I've been pondering the problem of what do about Advogato's article section on the main page. Aside from the various bugs and feature requests I've been working on, the single most common complaint I've seen about the site is the low quality of the articles. As I mentioned in an earlier post, this problem has been brought up before.

It seems to me that rather than worry too much about how to prevent the occasional bad articles, we should focus on how to encourage useful and interesting articles. The first step is to find a definition of what useful and interesting mean in the context of Advogato.

Obviously, articles about software design, standards, or related topics are always interesting. If you're working on a paper or a talk for an upcoming FOSS conference, consider posting a freely licensed draft as an article to get feedback. The occasional interview, question, insight, or advice from someone in the community can also be interesting. Unfortunately, past experience shows we can't expect many of these types of articles. That still leaves a pretty big gap that will likely be filled by noise if it isn't used for something more interesting.

There are already plenty of sites like Slashdot where one can find vaguely FOSS-related links to news stories. I don't think Advogato should go the route of becoming yet another aggregator of recycled news stories. While that's an easy solution and would probably generate a lot of traffic, it's not why we're here. In one of Raph's early postings about Advogato he said the purpose of the site is "to bring a group of people closer together, not to generate hits.".

Robogato's Revelation

What is it that makes Advogato different from other Free Software/Open Source web communities? Most sites focus on a very particular FOSS sub-community: GNU, Apache, BSD, KDE, Mozilla, RedHat, Debian, FreeDesktop/X.Org, Perl, Python (to name just a few). Often, members of each community aggregate around each other, ignoring or forgetting what's going on in the larger FOSS community. Advogato, on the other hand, has active members from almost all these communities. This is one place where we can read each other's blogs and find out what's going on in other parts of the FOSS community.
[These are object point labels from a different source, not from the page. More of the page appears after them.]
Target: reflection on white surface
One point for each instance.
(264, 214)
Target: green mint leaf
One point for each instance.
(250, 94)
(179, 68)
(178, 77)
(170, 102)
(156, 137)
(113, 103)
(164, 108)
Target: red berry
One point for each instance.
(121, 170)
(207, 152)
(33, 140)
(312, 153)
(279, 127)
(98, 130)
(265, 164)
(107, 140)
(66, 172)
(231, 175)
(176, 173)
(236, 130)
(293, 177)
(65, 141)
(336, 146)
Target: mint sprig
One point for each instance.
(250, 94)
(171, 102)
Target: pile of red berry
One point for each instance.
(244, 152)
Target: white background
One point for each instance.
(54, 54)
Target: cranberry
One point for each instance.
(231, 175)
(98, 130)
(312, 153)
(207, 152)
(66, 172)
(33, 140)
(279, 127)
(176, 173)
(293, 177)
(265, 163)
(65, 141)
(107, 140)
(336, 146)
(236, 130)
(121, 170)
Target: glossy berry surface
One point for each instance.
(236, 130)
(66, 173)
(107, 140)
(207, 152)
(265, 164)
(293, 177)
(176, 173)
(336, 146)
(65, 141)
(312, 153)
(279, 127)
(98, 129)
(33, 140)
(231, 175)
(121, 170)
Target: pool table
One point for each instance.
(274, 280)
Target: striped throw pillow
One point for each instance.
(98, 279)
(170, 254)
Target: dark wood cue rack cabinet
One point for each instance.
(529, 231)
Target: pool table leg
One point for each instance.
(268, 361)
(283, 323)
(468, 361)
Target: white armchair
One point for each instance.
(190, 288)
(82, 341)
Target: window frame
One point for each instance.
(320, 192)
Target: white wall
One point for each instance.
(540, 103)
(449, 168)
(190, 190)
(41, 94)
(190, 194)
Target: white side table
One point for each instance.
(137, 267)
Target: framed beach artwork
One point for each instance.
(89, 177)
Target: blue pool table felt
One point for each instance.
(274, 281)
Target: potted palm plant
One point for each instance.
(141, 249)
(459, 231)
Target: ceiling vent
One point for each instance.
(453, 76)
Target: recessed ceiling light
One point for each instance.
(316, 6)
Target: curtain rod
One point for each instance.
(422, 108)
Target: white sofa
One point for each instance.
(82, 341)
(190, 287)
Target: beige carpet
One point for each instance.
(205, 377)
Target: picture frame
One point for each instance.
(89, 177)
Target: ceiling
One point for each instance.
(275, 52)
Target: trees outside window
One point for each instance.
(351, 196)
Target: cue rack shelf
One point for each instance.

When I realized what a unique position Advogato is in, it became obvious to me that one useful and interesting thing we can do is use the articles section to inform each other of what our respective communities have been doing on a weekly or monthly basis. Often the volume of news, blogs, and websites in each sub-community makes it difficult for an outsider to stay up to date.

As an illustration of this, I'm reminded of the LKML. The volume of the list makes it impossible for me to keep up - I simply don't have the time. However, I used to enjoy reading the Kernel Traffic summaries regularly so I'd have some idea of what the Linux developers were up to. Sadly, Kernel Traffic is no more. Likewise, there have been similar efforts to summarize activity in other communities (e.g. Brave GNU World, This Month in BSD, the gcc newsletter, WineHQ news, etc). Most of these are defunct, being replaced by dozens of individual websites, blogs, and mailing lists.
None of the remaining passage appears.